What Church is Really Like

The advantage to being a Christian is seeing reality as it really is. It makes perfect sense that the people willing to accept the Bible as the true account of the world would be the people most able to live at peace in the world.


John Stonestreet

Maria Baer

Many Christians, rightly concerned about protecting the Church’s witness in front of the wider world, have embraced claims about the church that simply are not true. Last week, Pastor Josh Howerton of Lakepointe Church in Dallas shared a fascinating Twitter thread demonstrating that when it comes to the Church’s reputation, perception is not always reality. 

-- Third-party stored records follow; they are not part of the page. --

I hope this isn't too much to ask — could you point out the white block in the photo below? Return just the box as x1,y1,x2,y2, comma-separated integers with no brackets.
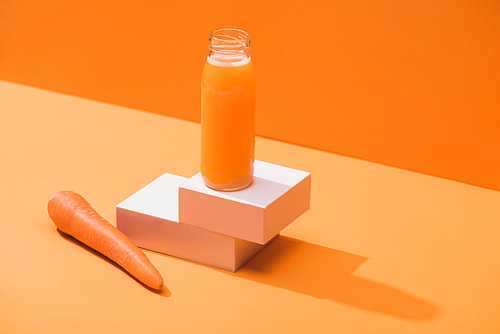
116,174,274,272
179,161,311,244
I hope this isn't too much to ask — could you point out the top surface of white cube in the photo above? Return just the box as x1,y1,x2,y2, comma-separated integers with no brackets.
181,160,310,208
117,174,187,222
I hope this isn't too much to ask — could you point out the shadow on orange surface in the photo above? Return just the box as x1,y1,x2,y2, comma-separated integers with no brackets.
235,236,439,321
57,229,172,297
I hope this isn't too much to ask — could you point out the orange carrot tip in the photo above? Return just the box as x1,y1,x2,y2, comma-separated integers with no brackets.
47,191,163,290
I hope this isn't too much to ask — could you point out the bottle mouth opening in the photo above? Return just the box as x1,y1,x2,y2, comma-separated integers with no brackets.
208,28,250,55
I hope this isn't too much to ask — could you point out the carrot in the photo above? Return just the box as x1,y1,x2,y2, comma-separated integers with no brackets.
47,191,163,290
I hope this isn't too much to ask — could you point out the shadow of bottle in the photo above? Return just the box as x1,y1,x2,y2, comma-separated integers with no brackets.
234,236,439,321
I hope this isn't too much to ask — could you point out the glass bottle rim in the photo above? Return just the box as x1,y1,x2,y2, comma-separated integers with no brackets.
208,28,250,54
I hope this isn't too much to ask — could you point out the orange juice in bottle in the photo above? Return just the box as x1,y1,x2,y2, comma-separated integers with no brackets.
201,29,255,191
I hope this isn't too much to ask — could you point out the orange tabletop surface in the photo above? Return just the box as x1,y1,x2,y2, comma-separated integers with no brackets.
0,82,500,333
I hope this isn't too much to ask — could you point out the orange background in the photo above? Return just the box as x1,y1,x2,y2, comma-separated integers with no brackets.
0,81,500,334
0,0,500,190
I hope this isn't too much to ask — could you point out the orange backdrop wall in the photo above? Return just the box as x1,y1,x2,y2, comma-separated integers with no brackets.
0,0,500,190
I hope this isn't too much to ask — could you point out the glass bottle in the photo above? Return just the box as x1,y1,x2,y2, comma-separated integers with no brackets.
201,29,255,191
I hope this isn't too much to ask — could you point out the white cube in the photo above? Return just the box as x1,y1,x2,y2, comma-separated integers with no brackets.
116,174,276,272
179,161,311,244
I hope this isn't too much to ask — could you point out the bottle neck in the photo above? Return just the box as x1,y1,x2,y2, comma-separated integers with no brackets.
207,29,251,67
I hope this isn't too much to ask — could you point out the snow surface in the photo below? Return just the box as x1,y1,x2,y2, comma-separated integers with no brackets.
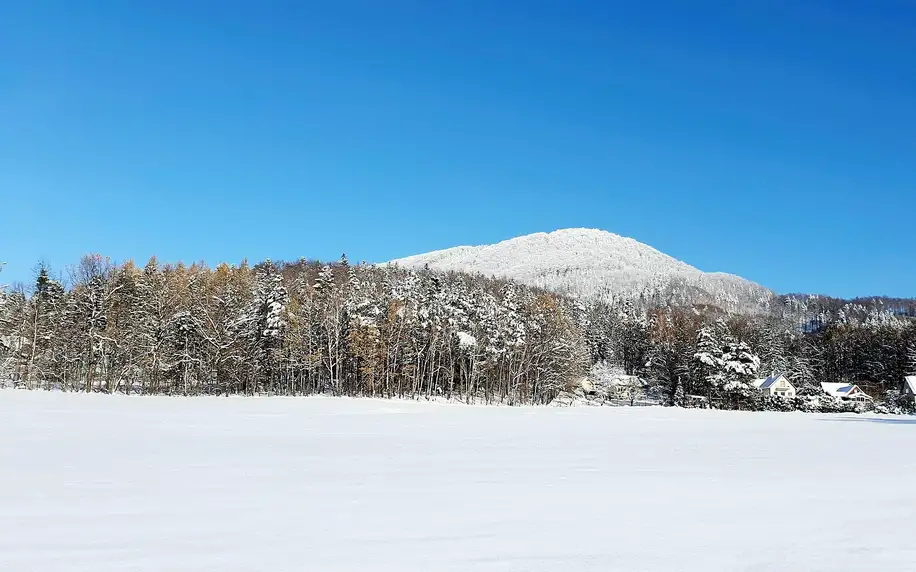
0,390,916,572
391,228,772,309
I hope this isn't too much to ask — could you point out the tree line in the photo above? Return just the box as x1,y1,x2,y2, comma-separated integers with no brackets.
0,256,586,403
0,255,916,407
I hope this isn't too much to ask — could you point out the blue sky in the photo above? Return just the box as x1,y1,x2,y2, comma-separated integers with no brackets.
0,0,916,296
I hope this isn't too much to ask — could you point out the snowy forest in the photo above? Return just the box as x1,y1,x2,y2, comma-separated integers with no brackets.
0,255,916,408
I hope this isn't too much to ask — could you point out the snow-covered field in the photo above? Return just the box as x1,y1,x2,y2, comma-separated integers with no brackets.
0,390,916,572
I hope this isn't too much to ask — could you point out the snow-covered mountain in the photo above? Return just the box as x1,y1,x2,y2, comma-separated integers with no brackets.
391,228,773,310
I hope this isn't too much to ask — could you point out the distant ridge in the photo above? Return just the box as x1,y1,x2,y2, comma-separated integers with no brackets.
391,228,773,311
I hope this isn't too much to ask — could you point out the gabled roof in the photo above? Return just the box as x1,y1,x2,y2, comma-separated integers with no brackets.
821,381,871,399
903,375,916,393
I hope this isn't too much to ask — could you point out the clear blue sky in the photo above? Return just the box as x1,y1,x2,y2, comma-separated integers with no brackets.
0,0,916,296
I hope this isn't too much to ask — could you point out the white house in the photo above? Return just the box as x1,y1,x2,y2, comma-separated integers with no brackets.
751,375,795,398
903,375,916,403
821,382,872,403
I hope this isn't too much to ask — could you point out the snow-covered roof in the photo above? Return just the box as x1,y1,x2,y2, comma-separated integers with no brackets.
821,381,871,399
751,374,795,389
903,375,916,393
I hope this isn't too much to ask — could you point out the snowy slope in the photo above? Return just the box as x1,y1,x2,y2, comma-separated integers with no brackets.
0,390,916,572
392,228,772,309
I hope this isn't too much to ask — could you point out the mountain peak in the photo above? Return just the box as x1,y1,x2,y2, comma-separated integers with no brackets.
391,228,772,310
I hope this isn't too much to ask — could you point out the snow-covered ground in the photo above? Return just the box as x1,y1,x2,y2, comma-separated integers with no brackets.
0,390,916,572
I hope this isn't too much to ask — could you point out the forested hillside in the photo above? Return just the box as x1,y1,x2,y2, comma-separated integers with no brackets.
0,256,916,407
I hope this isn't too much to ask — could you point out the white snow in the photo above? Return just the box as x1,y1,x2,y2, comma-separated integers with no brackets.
391,228,771,308
0,390,916,572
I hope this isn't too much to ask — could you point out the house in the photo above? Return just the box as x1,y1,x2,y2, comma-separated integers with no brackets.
902,375,916,403
751,375,795,399
821,382,872,403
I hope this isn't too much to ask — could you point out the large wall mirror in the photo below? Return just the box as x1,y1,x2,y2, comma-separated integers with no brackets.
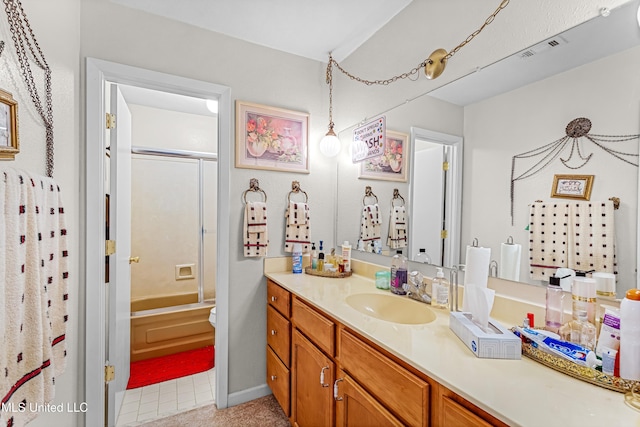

Citing research from the Barna Group and others, Pastor Howerton debunked the popular myth of the pro-life evangelical who cares only about babies until they are born but not once they are outside the womb. For example, practicing American Christians are more than twice as likely as non-Christians to adopt. 

Then there’s the accusation that conservative Christians are sexually repressed, obsessed with “purity culture” and the sexual oppression of women. The research actually shows that couples who identify as “highly religious” report having the most satisfied sexual lives. Those numbers are even higher for women than for men. 

A more recent accusation is that American churches are rampant with abuses of power, gaslighting, or narcissistic leaders. To be sure, those problems exist, as illustrated not long ago by Christianity Today’s podcast The Rise and Fall of Mars Hill. But the data show clearly that regularly attending church, on the whole, dramatically improves people’s mental and emotional health, accounting for a 33% decreased risk in deaths from despair, a 50% reduced risk of divorce, and a 29% decreased risk of depression. 

The Church, of course, has plenty of problems. But how has the gap between reality and perception grown so wide?  

Part of the problem is myopia. It is human nature to think that our perception of the world is true, and to downplay or even ignore evidence to the contrary. This is especially true when we are trying to stand with victims and work for wrongs to be righted.  

Even so, ours is a culture that rewards self-preoccupation. In 1979, sociologist Christopher Lasch wrote The Culture of Narcissism, arguing that as the bonds of religious identity and family erode, Americans were increasingly looking inward for security and meaning. In such a culture, feelings and subjective experiences aren’t just considered the most important thing in the world: They’re considered the most accurate view of the world. 

In such a world, special social status is awarded to people perceived as victims. Thus, testimonies of victimization—both inside the Church and out—get louder play. Stories of everyday faithfulness, sacrifice, and ministry seem boring. And, in a secular culture increasingly hostile to Christianity, one person’s negative experience at church or disdain for Christianity in general will be much better received and more readily believed than the opposite testimony, even if that one person’s perception is false, or at least uncommon. 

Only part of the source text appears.